Vragen van de leden Van Klaveren en Bontes (beiden Groep Bontes/Van Klaveren) aan de Staatssecretaris van Veiligheid en Justitie over een oplossing voor de massale toestroom van asielzoekers (ingezonden 18 september 2014).

Antwoord van Staatssecretaris Teeven (Veiligheid en Justitie) (ontvangen 10 oktober 2014).

Vraag 1

Bent u bekend met het bericht «Teeven zoekt dringend en overal opvangplekken»?1

Antwoord 1

Ja.

Vraag 2

In hoeverre erkent u inmiddels dat het Nederlandse asielsysteem niet toereikend is voor de aanhoudende massale instroom van asielzoekers en drastisch moet worden herzien?

Antwoord 2

Hoewel duidelijk is dat de huidige hoge asielinstroom de betrokken organisaties en partijen in en bij de vreemdelingenketen voor belangrijke uitdagingen stelt, deel ik niet het oordeel dat het Nederlandse asielsysteem niet toereikend is.

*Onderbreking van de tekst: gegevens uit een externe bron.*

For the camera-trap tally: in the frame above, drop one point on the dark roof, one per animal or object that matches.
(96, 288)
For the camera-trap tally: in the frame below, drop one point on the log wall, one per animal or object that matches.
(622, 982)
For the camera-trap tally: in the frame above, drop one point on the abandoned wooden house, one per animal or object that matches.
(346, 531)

Dat neemt niet weg dat, zeker in Europees verband, verbeteringen mogelijk en nodig zijn.

Er wordt in Europees verband samengewerkt om te zorgen dat asielzoekers in alle landen dezelfde kansen en voorzieningen hebben, zodat sommige landen, zoals Nederland, niet disproportioneel belast worden. Ook is er nadrukkelijk aandacht voor de versterking van bescherming en opvang in de regio.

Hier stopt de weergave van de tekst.